When did PMOs diverge from their original vision?
He skips half a century and winds forward to the 1990s where he believes the PMO started to become a profession and really take off. But paradoxically, this is also the point he thinks that the evolution of the PMO started to diverge and disconnect from its original purpose and started to become more method and mechanically driven and less outcome and value focused.
“The brand ‘PMO’ has almost overtaken the original purpose of the function and in my opinion the perception of the ‘PMO’ brand has gone down as a result. I spend a lot of my time talking to people about PMOs. When I ask execs in organisations what PMO means to them, I invariably hear the words; reports, administration, forms, bureaucracy…and those are all the wrong perceptions.
“The PMO needs to be a brand that engenders trust and is seen as an enabler and accelerator of delivery.”
PMO evolution: mechanics over function
Taylor puts part of the reason PMOs have attracted this reputation down to some over professionalisation of the PMO during its evolution, where ‘PMO certified’ and ‘PMO trained’ have become key criteria for hiring, rather than good project delivery experience.
“It’s become too much about the mechanics, do you have a strong risk and issues register, a dependency register? Are you adopting the latest methodology? Do you have a tool for managing your projects?”
This is a view supported by Darren Tolhurst, CEO of Change Partner, Practicus who’s seen many instances where the PMO has been over-engineered for the needs of the business’ change portfolio. He points to an Oil and Gas client who engaged Practicus because they thought they had a broken PMO.

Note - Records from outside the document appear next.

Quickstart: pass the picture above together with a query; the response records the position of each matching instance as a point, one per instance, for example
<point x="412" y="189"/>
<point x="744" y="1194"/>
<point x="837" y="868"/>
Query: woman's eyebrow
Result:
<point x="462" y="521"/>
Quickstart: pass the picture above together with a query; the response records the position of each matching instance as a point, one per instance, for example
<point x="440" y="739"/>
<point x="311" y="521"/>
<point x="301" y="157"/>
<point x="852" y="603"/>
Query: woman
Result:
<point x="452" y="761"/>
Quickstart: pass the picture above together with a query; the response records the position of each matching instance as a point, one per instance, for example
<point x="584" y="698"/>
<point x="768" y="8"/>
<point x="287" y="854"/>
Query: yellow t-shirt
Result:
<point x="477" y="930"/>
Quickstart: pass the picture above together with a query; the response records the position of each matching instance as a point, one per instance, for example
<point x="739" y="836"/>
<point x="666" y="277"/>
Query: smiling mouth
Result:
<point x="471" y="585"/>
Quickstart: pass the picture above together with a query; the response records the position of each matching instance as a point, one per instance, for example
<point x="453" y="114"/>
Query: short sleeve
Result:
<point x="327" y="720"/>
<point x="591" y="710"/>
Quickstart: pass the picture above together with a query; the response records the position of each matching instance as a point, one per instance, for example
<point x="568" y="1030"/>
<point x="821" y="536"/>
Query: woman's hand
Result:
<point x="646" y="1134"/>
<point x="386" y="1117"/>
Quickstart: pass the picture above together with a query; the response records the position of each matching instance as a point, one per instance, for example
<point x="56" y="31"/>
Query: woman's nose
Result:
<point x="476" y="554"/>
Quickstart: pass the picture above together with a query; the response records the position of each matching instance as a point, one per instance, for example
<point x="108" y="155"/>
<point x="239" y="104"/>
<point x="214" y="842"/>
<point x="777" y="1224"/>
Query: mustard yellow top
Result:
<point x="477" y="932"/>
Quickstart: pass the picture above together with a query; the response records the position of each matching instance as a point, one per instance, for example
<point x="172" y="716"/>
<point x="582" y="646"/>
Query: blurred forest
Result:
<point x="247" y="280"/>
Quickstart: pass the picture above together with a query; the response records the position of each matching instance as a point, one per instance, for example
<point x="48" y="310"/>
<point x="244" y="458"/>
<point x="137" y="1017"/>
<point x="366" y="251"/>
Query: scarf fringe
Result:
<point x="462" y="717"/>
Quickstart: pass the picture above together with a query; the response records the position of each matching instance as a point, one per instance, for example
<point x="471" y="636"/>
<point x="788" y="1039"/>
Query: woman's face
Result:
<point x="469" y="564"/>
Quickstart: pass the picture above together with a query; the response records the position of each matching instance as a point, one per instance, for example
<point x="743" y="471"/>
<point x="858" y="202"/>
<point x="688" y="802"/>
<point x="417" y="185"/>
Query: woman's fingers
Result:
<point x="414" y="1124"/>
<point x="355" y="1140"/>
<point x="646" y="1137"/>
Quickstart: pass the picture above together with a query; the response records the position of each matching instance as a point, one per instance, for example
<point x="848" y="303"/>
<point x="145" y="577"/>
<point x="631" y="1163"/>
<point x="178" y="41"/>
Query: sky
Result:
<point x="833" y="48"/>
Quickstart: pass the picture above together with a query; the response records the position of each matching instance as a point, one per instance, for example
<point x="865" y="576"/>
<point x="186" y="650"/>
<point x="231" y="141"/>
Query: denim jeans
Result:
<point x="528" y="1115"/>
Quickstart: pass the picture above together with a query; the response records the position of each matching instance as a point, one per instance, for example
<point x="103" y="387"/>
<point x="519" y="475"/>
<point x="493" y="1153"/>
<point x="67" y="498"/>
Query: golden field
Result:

“When our team got on the ground we quickly realised this wasn’t about a broken PMO, it was about a highly sophisticated PMO with everything you could possibly want, run by a Big Four consultancy. But this was a ‘sledgehammer to crack a nut’, a PMO that was everything about looking and sounding right, but very little about enabling delivery. It was over-engineered and holding things up.”
“I think the key word is ‘appropriate’. If the organisation is at the immature end of the project management capability scale, then tying them up in admin and reports they don’t need or understand is not going to support delivery.”
Evolution of the PMO should focus on real value
So how is Taylor’s ‘Perform’ software the answer to reigniting the core value of PMO? What is so special about his tool that separates it from the rest of PMO’s history?
He answers the question with the kind of brutal honesty that would appeal to many a corporate executive trying to grapple with slow progress on their change portfolio.
“We have a great tool which is very outcome focussed and really impacts the perception of the PMO brand, but it is just another tool. And our tool, like the others, is not on its own going to sort out all of the challenges of running a portfolio successfully. What it does do is provide a good quality solution that answers the question, what does leadership really want as outcomes from the PMO? And how do we present to them in the easiest possible way? If they want transparency on their handheld device, then it gives them that, if they want concise visuals rather than lots of text and words because they don’t have time, it gives them that too.
“If there’s one thing I feel most proud about with Kivue Perform, it’s not the functionality. It’s actually the fact it helps organisations evolve their PMO capability and maturity around delivering projects and portfolios successfully. And that, for me is far more engaging. It is driving outcomes rather than just a pretty picture at the end of every week or month about how a project is doing.”
Rupert Taylor is a man on a mission to give those responsible for Projects transparency on what actually matters. It’s a refreshing common-sense approach that those who founded the PMO almost a century ago would no doubt appreciate.